Together, we recently ushered a play that’s still in previews.  It officially opens later this week, so there might still be some tweaks made to it between now and then.  She’s a complainer-type who has been volunteer ushering forever.  Therefore, she thinks she’s an authority that knows more than everyone in the theater company combined.  When I last ushered with her, it was for a delightful musical at New York Theater Workshop called Once.   At intermission, she confided that she hated the show.  I told her that it was an adaptation of a film.  She was unfamiliar with the film and told me that she had no interest in seeing it.

Sour Usher:  Is this like the movie?

Me:  Yes, it’s following the story closely.

Sour Usher:  So the movie was lousy, too.

Once transferred to Broadway earlier this year and has since been nominated for eleven Tony awards.

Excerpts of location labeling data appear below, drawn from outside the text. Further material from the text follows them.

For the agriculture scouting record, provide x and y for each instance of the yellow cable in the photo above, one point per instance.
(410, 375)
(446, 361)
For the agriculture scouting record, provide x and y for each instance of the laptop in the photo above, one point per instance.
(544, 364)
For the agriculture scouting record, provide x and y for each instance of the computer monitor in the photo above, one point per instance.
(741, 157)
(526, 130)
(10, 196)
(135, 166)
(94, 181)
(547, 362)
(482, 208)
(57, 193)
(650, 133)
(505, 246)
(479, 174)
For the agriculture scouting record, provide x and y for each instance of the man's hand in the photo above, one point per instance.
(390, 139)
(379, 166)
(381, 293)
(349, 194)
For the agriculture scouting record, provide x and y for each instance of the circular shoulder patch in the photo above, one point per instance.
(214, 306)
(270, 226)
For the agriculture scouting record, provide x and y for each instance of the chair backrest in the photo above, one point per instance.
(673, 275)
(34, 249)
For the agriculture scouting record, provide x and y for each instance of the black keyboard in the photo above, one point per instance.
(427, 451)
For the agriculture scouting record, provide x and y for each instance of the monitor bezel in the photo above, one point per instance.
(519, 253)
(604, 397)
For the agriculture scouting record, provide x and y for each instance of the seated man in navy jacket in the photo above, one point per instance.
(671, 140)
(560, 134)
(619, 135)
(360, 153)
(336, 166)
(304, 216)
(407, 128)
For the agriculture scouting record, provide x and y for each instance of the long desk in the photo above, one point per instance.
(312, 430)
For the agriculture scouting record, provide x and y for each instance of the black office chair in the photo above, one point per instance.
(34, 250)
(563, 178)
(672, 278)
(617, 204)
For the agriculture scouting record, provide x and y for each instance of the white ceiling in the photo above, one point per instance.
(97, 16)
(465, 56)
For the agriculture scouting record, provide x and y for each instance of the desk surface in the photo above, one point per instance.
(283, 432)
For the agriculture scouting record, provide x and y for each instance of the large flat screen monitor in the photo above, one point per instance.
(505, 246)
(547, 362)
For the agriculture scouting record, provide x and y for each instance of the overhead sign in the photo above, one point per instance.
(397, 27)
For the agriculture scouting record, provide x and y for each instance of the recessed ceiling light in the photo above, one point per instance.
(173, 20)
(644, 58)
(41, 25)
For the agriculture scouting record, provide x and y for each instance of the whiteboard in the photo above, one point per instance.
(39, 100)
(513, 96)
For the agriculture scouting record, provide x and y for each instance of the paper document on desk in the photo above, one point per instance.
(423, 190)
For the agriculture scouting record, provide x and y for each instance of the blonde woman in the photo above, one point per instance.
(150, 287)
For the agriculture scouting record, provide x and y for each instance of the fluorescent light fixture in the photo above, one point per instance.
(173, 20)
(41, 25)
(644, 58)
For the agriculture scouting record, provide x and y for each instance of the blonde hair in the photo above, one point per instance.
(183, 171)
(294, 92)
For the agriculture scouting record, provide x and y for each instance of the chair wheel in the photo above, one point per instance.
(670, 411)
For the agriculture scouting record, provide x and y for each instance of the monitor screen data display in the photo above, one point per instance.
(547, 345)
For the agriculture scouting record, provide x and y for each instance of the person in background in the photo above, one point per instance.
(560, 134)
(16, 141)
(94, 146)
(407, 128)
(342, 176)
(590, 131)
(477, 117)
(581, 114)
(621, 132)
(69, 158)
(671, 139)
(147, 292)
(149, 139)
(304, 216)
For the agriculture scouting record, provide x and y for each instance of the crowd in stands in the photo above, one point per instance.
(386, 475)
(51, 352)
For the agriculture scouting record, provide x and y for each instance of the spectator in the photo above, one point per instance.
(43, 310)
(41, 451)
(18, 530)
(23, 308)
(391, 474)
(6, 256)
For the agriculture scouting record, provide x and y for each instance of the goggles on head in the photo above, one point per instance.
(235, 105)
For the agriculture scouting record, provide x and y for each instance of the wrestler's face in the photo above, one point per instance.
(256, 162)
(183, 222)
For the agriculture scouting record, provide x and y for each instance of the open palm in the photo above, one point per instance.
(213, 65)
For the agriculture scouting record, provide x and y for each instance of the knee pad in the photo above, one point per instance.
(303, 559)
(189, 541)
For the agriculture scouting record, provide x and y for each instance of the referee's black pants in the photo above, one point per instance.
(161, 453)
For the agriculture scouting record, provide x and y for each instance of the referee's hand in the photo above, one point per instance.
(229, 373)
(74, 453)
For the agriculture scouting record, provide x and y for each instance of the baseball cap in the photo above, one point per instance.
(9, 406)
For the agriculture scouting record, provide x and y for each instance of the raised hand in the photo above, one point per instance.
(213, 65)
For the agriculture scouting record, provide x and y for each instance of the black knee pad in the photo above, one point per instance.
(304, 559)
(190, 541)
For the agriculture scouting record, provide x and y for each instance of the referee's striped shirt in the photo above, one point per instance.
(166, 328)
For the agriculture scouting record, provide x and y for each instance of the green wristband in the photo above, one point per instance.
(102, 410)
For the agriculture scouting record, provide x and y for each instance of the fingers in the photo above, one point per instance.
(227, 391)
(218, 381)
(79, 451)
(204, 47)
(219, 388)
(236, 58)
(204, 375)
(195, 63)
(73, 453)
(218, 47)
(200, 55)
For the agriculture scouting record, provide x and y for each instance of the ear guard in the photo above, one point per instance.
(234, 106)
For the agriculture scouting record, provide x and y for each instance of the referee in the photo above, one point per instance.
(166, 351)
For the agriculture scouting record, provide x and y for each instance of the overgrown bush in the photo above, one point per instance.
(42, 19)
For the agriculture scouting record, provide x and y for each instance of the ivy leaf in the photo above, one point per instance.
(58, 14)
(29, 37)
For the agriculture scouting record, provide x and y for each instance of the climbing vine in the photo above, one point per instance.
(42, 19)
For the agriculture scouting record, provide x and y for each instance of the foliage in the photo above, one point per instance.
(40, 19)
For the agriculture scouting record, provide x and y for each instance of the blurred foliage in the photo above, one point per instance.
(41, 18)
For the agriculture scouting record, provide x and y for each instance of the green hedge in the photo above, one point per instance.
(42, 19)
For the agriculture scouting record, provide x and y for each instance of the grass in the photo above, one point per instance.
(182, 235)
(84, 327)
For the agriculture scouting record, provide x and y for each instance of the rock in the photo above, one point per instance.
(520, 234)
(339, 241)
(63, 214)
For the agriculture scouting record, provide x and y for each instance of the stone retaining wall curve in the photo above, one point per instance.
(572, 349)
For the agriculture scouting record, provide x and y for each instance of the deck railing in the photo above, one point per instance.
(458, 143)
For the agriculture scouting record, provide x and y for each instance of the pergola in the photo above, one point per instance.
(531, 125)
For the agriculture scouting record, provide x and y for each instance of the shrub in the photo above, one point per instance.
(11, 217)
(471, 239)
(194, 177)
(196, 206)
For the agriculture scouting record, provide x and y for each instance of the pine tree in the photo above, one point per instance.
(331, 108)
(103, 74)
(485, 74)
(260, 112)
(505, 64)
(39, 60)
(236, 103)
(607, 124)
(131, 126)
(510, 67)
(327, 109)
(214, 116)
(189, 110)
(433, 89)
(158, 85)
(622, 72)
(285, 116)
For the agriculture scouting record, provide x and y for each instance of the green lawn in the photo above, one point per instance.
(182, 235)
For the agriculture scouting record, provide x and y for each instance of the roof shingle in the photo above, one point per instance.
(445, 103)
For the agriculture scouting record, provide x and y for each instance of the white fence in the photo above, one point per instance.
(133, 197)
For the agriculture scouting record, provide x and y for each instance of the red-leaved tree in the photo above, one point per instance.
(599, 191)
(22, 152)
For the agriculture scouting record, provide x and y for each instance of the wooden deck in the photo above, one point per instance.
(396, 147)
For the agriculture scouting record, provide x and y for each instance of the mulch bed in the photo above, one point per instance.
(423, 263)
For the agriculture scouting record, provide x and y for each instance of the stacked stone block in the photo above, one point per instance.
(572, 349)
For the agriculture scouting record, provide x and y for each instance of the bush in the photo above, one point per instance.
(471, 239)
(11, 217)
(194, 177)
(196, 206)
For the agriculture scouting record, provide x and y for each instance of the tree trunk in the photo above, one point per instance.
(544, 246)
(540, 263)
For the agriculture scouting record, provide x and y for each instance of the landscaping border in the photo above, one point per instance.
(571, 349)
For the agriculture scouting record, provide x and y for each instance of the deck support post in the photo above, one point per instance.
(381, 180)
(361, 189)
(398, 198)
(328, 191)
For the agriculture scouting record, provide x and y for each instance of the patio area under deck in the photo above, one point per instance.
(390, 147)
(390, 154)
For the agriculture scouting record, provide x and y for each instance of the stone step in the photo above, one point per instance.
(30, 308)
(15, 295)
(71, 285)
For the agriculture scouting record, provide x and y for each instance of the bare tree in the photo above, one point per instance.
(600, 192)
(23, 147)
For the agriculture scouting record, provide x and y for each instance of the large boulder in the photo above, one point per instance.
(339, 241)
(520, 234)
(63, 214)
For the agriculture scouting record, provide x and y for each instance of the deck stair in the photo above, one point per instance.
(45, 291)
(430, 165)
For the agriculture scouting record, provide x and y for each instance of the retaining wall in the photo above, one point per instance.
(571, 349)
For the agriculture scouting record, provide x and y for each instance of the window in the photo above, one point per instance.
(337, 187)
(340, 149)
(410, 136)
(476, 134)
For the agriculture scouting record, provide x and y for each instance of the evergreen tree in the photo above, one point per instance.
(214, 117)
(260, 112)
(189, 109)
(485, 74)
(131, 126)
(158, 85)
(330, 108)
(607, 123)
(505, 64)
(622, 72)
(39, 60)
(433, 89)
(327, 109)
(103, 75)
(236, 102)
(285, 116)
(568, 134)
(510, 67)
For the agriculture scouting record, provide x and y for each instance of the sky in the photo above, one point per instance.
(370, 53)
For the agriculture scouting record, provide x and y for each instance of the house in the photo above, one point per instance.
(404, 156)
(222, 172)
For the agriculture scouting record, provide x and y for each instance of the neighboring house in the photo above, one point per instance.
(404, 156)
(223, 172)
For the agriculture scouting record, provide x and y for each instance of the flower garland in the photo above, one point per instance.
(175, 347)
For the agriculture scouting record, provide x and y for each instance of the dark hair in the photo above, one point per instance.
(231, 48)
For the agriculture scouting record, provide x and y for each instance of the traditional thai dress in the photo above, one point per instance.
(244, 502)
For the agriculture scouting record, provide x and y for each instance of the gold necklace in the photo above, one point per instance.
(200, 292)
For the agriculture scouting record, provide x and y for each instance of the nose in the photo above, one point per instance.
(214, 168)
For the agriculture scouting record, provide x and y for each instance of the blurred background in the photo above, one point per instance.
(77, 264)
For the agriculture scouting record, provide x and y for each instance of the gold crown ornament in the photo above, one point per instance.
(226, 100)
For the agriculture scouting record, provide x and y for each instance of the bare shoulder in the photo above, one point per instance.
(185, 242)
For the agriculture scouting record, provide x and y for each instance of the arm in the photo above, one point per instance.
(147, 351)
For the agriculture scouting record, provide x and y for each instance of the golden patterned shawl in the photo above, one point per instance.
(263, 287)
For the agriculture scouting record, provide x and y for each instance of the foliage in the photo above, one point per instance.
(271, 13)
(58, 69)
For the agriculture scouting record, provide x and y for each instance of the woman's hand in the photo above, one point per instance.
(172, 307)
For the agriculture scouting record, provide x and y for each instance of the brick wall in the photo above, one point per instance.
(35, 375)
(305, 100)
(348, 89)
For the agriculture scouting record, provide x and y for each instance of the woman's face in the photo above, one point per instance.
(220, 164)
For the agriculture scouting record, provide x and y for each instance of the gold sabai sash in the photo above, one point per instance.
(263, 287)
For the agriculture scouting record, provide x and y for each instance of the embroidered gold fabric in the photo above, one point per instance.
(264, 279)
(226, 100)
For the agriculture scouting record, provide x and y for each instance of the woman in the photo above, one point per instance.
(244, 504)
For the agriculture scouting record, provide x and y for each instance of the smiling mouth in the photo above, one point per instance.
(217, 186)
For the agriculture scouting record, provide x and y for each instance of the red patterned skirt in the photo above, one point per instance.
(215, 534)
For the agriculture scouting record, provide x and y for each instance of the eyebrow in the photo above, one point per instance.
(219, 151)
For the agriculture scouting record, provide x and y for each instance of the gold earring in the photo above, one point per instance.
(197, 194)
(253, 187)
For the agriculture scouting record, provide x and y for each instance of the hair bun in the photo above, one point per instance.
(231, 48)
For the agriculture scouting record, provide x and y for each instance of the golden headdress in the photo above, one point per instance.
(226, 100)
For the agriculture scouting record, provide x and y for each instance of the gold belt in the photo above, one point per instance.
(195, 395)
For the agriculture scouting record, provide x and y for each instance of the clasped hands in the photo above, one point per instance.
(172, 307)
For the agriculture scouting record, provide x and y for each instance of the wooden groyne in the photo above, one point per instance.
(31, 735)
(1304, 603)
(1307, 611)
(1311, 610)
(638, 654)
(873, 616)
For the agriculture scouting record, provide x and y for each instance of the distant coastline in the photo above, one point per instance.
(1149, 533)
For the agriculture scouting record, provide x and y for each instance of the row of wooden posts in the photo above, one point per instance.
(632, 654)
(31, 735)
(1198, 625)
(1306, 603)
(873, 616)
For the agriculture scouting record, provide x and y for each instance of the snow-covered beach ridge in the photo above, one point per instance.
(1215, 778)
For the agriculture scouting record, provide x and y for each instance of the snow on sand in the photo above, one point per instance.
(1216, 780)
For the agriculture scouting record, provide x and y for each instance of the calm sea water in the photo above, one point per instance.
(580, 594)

People parked outside the Jacobs theater at 9 am hoping for tickets to the 3 pm matinee of “Once”.

The play Sour Usher and I ushered recently was one neither of us were familiar with.  The program had a preface that indicated that it has been in development since 2004.  Sour Usher zeroed in on the fact that its earliest origins were as a short film for a Food Network competition.

Sour Usher:  Can you believe this?  They’re staging a cooking show!  I know I’m not going to like this.

I thought:

Me (defiantly):  This is one of the most respected off-Broadway theater companies in the country.  We’re seeing this play for free.  Give it a chance.  It’s not like we’re witnessing an execution.

I said:

Me (weaselly):  Well, that sounds different.

When the house opened and we admitted audience members, the star who doubles as co-author took the stage.  She started cooking.  Sour Usher admitted that whatever it was that she was cooking smelled good.  She insisted that it was gingerbread, but we later learned that it was eggplant for baba ganoush.  Small difference.  The House Manager seated us together.  Sour Usher groused about her seat, even though we were in the fifth row and had a perfect view.  She resented not being seated on the aisle.  At intermission, she refused to applaud declaring:

Sour Usher:  There’s nothing in this play for me.  It’s all cliché, predictable, pointless.  It’s too many stories happening at once and not a single one interests me.  When it opens, the Times will kill it.

I thought:

Me:  Like the way they killed Once?

I said (this comment slipped out like an involuntary fart):

Me:  You really think that?

She looked at me and sniffed.  Maybe I did involuntarily cut a silent-but-deadly.

Sour Usher:  You like this?  [disgusted] You did applaud.

I thought:

Me (defiant): I applauded because I’m entertained, I think it’s a novel play that’s well staged and I’m interested in what happens next.  Is that criminal?

I said:

Me (weaselly):  I applaud out of habit.

I know that Sour Usher thinks I’m an idiot, and possibly I am for not having the guts to say exactly what I think to her.  She’s one of those difficult, critical know-it-alls.  Arguing with her is pointless.  I save point-full bickering for women that matter that let me see them naked.  I wonder if Sour Usher even likes theater.  I thought that it was possible that the only thing she really likes is eating for I saw her inhaling a muffin at intermission.  I asked:

Me:  Is that gingerbread?

Sour Usher (mouth full):  No.

Me: What is it?

Sour Usher:  Terrible.

I should have known.

“Venus in Fur” debuted off-Broadway at Classic Stage Company in 2010 before transferring to Broadway last fall. It’s received Tony award nominations for Best Play and Best Actress (Nina Arianda).